23-year-old African-American Barber
Cause of Death: Sandbagged
Motive: Romantic Entanglement
Murder Scene and Date
Northern Edge of City Limits
September 16, 1898
By Nancy Bowers
Written April 2013
On Saturday, September 17, 1898, the body of 23-year-old African-American barber George B. Carter was found lying in a ditch near the Long residence at the north edge of Newton, Iowa.
Suspicious marks indicating violence covered Carter’s body; he had died late on the night of September 16 or during the early morning hours of September 17.
A postmortem ruled the cause of death was a crushed skull and that George Carter had been struck with a sandbag.
The Iowa State Bystander speculated that a woman was “connected to the case” — implying a love triangle — or could even be the killer. The newspaper also suggested that the murder was related to the period in Carter’s life when he barbered in Des Moines.
☛ Dramatic Funeral Interruption ☚
George Carter’s widowed 49-year-old mother Dorcas L. Carter, who worked as a domestic, scheduled her son’s funeral for Sunday, September 18. She asked his friends and acquaintances to serve as pallbearers.
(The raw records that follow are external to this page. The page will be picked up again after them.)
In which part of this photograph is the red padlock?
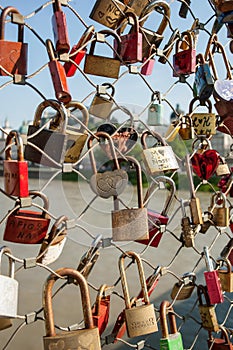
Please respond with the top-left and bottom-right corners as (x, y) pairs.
(3, 191), (50, 244)
(0, 6), (28, 76)
(3, 130), (29, 197)
(52, 0), (70, 53)
(64, 25), (95, 77)
(173, 31), (196, 77)
(46, 39), (71, 104)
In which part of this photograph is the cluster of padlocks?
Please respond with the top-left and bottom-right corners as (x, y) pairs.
(0, 0), (233, 350)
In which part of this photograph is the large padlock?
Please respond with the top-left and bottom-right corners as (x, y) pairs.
(189, 96), (216, 137)
(136, 176), (176, 248)
(112, 156), (149, 241)
(24, 100), (67, 168)
(36, 215), (68, 265)
(87, 131), (128, 198)
(46, 39), (71, 103)
(147, 91), (164, 126)
(197, 284), (219, 332)
(159, 300), (184, 350)
(43, 268), (101, 350)
(0, 246), (19, 323)
(3, 191), (50, 244)
(83, 29), (121, 79)
(0, 6), (28, 76)
(89, 83), (115, 119)
(141, 130), (179, 175)
(3, 130), (28, 198)
(173, 31), (196, 77)
(52, 0), (70, 54)
(119, 251), (158, 338)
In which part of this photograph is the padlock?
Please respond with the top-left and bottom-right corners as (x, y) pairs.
(0, 246), (19, 319)
(92, 284), (111, 336)
(87, 131), (128, 198)
(203, 246), (224, 304)
(24, 100), (67, 168)
(46, 39), (71, 103)
(114, 12), (143, 64)
(36, 215), (68, 265)
(0, 6), (28, 76)
(173, 31), (196, 77)
(171, 272), (196, 300)
(43, 268), (101, 350)
(89, 83), (115, 119)
(141, 130), (179, 175)
(189, 97), (216, 137)
(3, 191), (50, 244)
(159, 300), (184, 350)
(216, 258), (233, 293)
(147, 91), (164, 126)
(52, 0), (70, 54)
(83, 29), (121, 79)
(119, 251), (158, 338)
(197, 284), (219, 332)
(64, 25), (95, 77)
(207, 326), (233, 350)
(3, 130), (28, 198)
(194, 54), (214, 100)
(136, 176), (176, 248)
(112, 156), (149, 242)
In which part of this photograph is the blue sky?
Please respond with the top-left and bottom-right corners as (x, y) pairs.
(0, 0), (232, 128)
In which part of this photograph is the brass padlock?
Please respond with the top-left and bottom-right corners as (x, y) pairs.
(119, 251), (158, 338)
(43, 268), (101, 350)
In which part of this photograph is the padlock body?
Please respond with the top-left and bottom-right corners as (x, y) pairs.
(0, 40), (28, 76)
(125, 304), (158, 338)
(43, 327), (101, 350)
(3, 210), (50, 244)
(0, 275), (19, 318)
(3, 160), (29, 197)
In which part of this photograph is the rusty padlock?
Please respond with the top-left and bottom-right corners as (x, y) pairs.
(3, 191), (50, 244)
(43, 268), (101, 350)
(119, 251), (158, 338)
(3, 130), (29, 198)
(0, 6), (28, 76)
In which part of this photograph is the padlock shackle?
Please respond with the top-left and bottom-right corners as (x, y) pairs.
(118, 251), (150, 309)
(159, 300), (177, 338)
(0, 6), (24, 42)
(5, 130), (24, 162)
(43, 268), (94, 337)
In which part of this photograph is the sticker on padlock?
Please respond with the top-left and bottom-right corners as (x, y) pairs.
(43, 268), (101, 350)
(3, 191), (50, 244)
(0, 6), (28, 76)
(119, 251), (158, 338)
(3, 130), (29, 198)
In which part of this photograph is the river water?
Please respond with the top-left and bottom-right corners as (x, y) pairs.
(0, 179), (232, 350)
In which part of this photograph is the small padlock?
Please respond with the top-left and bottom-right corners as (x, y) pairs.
(119, 251), (158, 338)
(0, 6), (28, 76)
(36, 215), (68, 265)
(89, 83), (115, 119)
(159, 300), (184, 350)
(87, 131), (128, 198)
(52, 0), (70, 54)
(3, 130), (29, 198)
(197, 284), (219, 332)
(112, 156), (149, 242)
(147, 91), (164, 126)
(46, 39), (71, 103)
(43, 268), (101, 350)
(141, 130), (179, 175)
(3, 191), (50, 244)
(171, 272), (196, 300)
(83, 29), (121, 79)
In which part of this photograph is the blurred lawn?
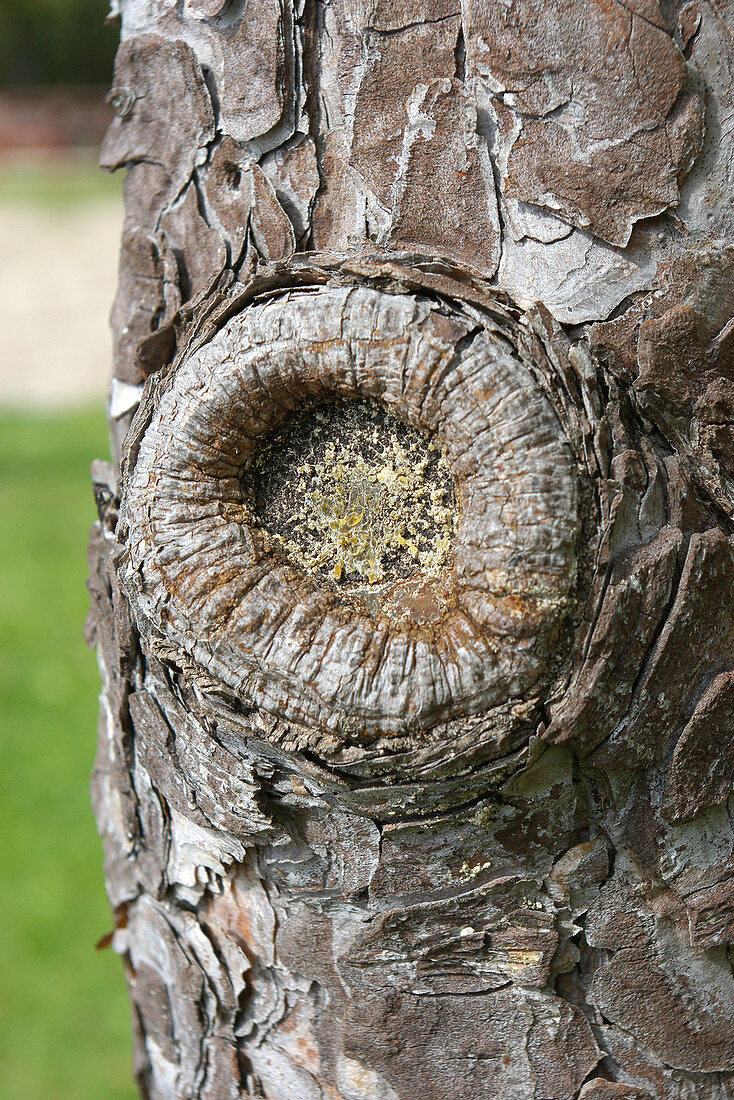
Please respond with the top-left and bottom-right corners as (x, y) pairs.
(0, 408), (136, 1100)
(0, 149), (122, 210)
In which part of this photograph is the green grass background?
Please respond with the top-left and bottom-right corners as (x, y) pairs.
(0, 409), (136, 1100)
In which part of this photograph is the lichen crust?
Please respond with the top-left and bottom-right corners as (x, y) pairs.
(120, 283), (579, 745)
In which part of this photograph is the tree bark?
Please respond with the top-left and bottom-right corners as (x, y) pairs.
(90, 0), (734, 1100)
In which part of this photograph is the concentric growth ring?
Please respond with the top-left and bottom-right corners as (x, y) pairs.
(121, 285), (578, 744)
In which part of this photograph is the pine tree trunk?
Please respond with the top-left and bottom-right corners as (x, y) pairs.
(90, 0), (734, 1100)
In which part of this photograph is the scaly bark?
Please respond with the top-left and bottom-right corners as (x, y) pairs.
(90, 0), (734, 1100)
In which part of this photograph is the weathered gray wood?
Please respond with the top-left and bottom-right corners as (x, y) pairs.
(90, 0), (734, 1100)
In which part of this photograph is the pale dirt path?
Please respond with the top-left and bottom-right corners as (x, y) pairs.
(0, 198), (122, 408)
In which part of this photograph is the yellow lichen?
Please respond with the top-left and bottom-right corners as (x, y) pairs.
(258, 403), (453, 585)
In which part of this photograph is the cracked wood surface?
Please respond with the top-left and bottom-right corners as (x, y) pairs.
(89, 0), (734, 1100)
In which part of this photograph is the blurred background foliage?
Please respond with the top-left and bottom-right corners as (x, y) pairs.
(0, 0), (138, 1100)
(0, 0), (118, 87)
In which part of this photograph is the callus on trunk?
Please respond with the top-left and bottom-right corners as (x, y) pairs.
(90, 0), (734, 1100)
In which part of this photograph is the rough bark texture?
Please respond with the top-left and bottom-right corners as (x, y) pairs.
(90, 0), (734, 1100)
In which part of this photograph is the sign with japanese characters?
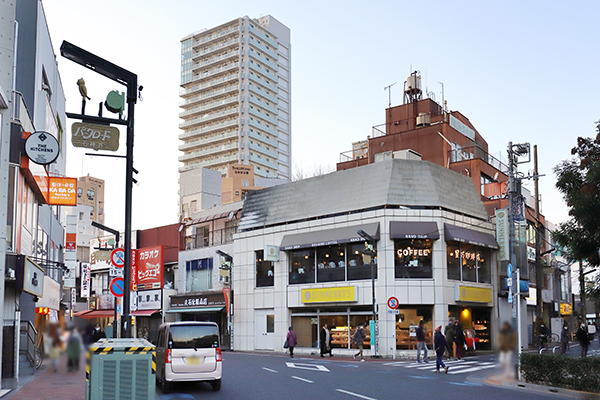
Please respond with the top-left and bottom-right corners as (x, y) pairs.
(134, 245), (165, 290)
(48, 176), (77, 206)
(71, 122), (119, 151)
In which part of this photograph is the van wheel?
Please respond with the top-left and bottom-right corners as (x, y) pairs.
(210, 379), (221, 392)
(160, 369), (171, 394)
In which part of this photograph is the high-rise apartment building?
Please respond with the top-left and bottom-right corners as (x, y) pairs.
(77, 175), (104, 225)
(179, 15), (291, 179)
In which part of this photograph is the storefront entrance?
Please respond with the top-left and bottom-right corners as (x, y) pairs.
(254, 309), (275, 350)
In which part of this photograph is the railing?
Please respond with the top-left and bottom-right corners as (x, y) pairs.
(19, 321), (37, 366)
(185, 226), (237, 250)
(448, 146), (508, 174)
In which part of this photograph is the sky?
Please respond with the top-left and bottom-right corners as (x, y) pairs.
(43, 0), (600, 229)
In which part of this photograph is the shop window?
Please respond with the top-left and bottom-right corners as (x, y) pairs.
(254, 250), (274, 287)
(394, 239), (433, 279)
(346, 243), (377, 281)
(290, 249), (315, 284)
(185, 258), (213, 292)
(396, 306), (433, 350)
(317, 245), (346, 282)
(447, 243), (491, 283)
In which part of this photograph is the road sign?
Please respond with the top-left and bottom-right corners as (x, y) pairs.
(110, 248), (125, 268)
(108, 278), (125, 297)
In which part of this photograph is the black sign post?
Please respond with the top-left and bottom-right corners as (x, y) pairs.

During the solemn ceremony, authorities burst in and arrested pallbearer John Lemme, described by the Adams County Free Press as one of Carter’s “closest friends.”
The dramatic action ruined the dignity of the funeral and caused John Lemme’s own mother to collapse into hysteria.
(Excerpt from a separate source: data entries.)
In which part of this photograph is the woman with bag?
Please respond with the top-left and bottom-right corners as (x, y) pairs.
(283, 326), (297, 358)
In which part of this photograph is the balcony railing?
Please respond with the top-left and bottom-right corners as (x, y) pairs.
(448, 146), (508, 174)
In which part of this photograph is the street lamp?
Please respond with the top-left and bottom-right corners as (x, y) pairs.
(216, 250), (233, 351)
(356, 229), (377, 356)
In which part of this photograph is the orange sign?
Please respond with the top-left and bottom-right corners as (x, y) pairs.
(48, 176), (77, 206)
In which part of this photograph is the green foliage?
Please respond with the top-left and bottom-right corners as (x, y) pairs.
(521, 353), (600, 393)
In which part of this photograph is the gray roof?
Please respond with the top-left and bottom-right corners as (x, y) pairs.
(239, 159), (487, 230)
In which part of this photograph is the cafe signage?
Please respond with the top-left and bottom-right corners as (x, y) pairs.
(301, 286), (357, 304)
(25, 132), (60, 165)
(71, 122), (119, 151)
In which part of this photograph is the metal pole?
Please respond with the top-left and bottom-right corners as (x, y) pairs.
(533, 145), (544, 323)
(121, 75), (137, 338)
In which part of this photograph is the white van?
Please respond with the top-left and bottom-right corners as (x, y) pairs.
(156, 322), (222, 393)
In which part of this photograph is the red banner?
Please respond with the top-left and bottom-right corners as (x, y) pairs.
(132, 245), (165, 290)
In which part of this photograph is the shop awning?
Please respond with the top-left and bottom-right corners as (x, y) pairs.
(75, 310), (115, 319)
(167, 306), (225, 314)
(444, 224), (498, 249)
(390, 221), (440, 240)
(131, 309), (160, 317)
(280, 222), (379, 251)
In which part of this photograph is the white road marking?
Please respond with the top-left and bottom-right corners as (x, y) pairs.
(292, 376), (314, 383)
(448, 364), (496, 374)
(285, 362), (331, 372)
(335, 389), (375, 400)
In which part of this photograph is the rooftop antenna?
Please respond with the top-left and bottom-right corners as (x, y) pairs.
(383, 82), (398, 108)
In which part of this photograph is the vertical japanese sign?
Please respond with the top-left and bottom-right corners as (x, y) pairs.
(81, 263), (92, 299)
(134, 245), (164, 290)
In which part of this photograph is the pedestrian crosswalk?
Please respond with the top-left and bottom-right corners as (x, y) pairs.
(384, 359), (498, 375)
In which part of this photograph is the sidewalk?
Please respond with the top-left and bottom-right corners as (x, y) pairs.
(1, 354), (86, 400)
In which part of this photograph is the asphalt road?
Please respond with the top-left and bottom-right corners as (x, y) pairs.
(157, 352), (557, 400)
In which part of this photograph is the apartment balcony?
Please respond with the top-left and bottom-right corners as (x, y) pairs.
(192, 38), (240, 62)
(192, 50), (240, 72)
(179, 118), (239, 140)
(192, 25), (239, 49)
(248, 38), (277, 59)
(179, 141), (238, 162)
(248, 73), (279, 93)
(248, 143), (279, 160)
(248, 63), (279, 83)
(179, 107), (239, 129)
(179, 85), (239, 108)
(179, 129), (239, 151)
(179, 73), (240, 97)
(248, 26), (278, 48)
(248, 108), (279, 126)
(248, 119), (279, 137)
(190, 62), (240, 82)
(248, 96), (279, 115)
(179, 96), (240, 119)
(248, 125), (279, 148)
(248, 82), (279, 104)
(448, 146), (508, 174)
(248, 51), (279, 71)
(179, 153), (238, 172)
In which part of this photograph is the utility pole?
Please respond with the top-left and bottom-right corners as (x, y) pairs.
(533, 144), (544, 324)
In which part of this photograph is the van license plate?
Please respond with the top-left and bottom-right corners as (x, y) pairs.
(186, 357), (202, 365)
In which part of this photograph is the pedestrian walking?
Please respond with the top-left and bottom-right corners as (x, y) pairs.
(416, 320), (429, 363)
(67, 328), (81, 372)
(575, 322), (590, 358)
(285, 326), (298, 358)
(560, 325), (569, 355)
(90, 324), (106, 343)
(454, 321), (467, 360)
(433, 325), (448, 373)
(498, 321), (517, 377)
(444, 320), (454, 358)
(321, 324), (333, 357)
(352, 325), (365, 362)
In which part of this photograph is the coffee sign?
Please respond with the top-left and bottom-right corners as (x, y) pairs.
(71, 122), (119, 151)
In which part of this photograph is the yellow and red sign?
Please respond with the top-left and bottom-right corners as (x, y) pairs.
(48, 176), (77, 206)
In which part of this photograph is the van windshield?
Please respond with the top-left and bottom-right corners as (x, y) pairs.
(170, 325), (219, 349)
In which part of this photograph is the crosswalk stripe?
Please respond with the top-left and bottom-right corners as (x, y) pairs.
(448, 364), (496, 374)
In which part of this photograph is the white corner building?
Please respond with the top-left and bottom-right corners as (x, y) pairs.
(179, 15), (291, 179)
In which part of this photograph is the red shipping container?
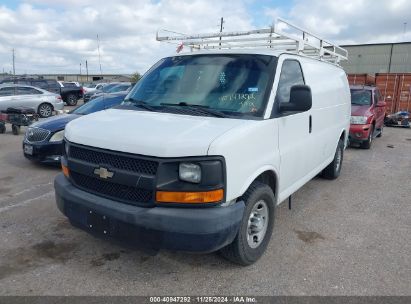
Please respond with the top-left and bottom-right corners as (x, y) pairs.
(376, 73), (411, 114)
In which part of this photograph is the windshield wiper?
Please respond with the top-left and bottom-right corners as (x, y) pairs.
(160, 102), (228, 118)
(124, 98), (157, 112)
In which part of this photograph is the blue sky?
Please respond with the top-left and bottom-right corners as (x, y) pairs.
(0, 0), (411, 73)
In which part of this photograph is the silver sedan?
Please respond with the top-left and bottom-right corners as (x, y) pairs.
(0, 84), (64, 117)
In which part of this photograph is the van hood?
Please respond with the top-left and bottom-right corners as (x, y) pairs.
(30, 114), (81, 132)
(65, 109), (248, 157)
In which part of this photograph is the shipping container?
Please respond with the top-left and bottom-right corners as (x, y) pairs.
(375, 73), (411, 114)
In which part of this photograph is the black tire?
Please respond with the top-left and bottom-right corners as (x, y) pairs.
(322, 139), (344, 179)
(37, 103), (53, 118)
(66, 94), (77, 106)
(220, 181), (275, 266)
(11, 125), (20, 135)
(377, 126), (384, 137)
(361, 126), (374, 149)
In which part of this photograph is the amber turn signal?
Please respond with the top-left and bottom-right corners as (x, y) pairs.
(61, 164), (69, 177)
(156, 189), (224, 204)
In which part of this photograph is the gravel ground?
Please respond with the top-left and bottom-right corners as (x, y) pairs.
(0, 120), (411, 295)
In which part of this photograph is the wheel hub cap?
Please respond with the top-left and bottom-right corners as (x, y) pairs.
(247, 200), (269, 248)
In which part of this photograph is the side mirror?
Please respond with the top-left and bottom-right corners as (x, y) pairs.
(377, 101), (387, 107)
(280, 85), (313, 112)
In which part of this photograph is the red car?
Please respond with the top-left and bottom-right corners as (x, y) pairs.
(349, 86), (386, 149)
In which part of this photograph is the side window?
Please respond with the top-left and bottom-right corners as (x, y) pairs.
(374, 90), (380, 105)
(0, 87), (15, 97)
(375, 89), (383, 101)
(276, 60), (305, 103)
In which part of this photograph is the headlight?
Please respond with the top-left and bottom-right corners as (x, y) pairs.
(350, 116), (367, 125)
(179, 163), (201, 184)
(49, 130), (64, 142)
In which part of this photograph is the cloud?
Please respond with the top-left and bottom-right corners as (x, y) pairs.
(0, 0), (252, 73)
(289, 0), (411, 43)
(0, 0), (411, 73)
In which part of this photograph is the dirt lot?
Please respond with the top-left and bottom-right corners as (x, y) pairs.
(0, 118), (411, 295)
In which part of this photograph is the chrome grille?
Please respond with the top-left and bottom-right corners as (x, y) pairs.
(26, 128), (50, 142)
(69, 146), (158, 175)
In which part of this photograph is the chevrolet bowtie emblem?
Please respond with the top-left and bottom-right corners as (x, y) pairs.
(94, 167), (114, 179)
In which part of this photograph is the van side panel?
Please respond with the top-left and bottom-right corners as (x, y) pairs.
(208, 119), (280, 201)
(301, 58), (351, 172)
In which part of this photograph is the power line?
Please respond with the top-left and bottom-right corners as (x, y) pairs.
(13, 48), (16, 76)
(97, 34), (103, 77)
(219, 17), (224, 46)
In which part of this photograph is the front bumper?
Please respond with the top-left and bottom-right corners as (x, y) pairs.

The arrest warrant was sworn out solely on the circumstantial fact that Lemme was one of the last people seen with Carter and was served during the emotional funeral in hopes that Lemme would be overcome by guilt and confess on the spot.
However, few in Newton believed that John Lemme was capable of killing his friend.
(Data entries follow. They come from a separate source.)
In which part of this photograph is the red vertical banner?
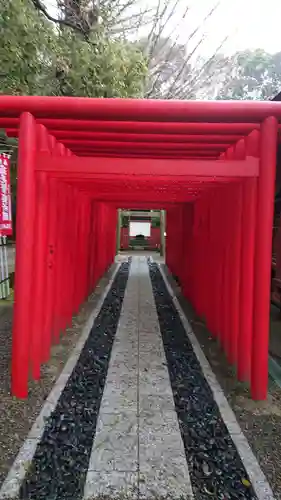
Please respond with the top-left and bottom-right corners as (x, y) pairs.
(0, 153), (13, 236)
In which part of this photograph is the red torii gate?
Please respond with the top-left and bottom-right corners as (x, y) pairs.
(0, 96), (281, 399)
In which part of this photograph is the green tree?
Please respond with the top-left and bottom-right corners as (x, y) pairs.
(0, 0), (146, 97)
(213, 49), (281, 100)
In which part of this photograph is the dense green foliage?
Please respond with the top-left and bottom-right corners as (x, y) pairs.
(0, 0), (147, 214)
(0, 0), (146, 97)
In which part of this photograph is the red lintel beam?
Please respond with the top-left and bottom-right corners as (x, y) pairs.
(36, 158), (259, 177)
(0, 95), (281, 123)
(6, 129), (242, 145)
(69, 152), (219, 160)
(0, 120), (260, 136)
(59, 138), (230, 152)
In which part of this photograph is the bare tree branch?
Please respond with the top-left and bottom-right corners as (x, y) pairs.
(31, 0), (99, 39)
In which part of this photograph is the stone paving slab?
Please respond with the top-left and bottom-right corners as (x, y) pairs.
(84, 258), (192, 498)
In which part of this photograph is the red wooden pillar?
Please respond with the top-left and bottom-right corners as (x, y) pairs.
(12, 113), (36, 398)
(251, 116), (278, 400)
(228, 139), (245, 364)
(42, 178), (60, 361)
(237, 130), (259, 380)
(31, 125), (49, 380)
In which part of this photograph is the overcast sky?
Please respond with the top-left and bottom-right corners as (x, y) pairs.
(45, 0), (281, 56)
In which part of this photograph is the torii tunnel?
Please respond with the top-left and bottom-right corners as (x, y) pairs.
(0, 96), (281, 400)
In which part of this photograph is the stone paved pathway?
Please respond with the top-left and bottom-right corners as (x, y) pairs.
(85, 258), (192, 499)
(0, 256), (274, 500)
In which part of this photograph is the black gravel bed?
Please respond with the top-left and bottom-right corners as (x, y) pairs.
(148, 261), (257, 500)
(19, 260), (131, 500)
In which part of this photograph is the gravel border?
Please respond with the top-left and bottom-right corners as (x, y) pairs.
(0, 264), (117, 485)
(19, 262), (130, 500)
(161, 265), (281, 500)
(149, 263), (257, 500)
☛ Coroner’s Jury Debacle ☚On Monday, September 19, Jasper County Coroner Hayden Reynolds convened a jury to hear evidence. While John Lemme was questioned, his mother cried and protested. The jury had no luck in making any charges stick, and Lemme did not confess.
The Des Moines Daily News wrote:
The coroner’s jury ultimately was unable to identify a suspect in the Carter murder and the case was unsolved.
“The coroner’s jury in the George Carter inquest came nearer hanging themselves by ropes of sand gathered up by the curious than anybody [else] for the crime.
The party arrested is a bright young colored boy, claiming Indian blood, and of fairly good reputation.
The detectives excused themselves for making that sensational arrest at the funeral on Sunday on the ground that they expected to gain evidence thereby in the way of confession amidst the excitement that would fasten the guilt where it belongs. They got no confession, but came near having another funeral with the body of the arrested boy’s mother for the subject.
The arrested boy was brought before the coroner’s jury on Monday and after thorough examination was discharged, and the inquest was adjourned for one week.”
The Iowa State Bystander indignantly wrote of the unsolved murder and its implications for other citizens:
“A woman or man that would commit such a crime — when apprehended and brought before the courts should have the severest penalty of the law pronounced upon her or him as the case might be: for there is no excuse that will justify such an act. If such cold-hearted villains escape justice it will be unsafe for people to step from their doors.”
☛ Laid to Rest ☚
George Carter was buried in the Newton Union Cemetery. When his mother Dorcas passed away in 1904, she was buried next to him and they share a tombstone.
Please note: Use of information from this article should credit Nancy Bowers as the author and Iowa Unsolved Murders: Historic Cases as the source.
- ☛ “Brief State Happenings,” Rolfe Reveille, October 6, 1898.
- ☛ “Case Broke Down,” Des Moines Daily News, September 20, 1898.
- ☛ “George Carter Was Murdered,” Iowa State Bystander, September 23, 1898.
- ☛ “Newton’s Murder Mystery,” Iowa State Bystander, September 23, 1898.
- ☛ “Our Iowa Letter,” Adams County Free Press, September 29, 1898.
- ☛ Past and Present of Jasper County, Iowa, Volume 1. General James B. Weaver, Editor-in-Chief. Indianapolis: B.F. Bowen & Co., 1912.
- ☛ “The State of Iowa,” Cedar Falls Semi-Weekly Gazette, October 4, 1898.
- ☛ “The State of Iowa,” Rolfe Reveille, October 6, 1898.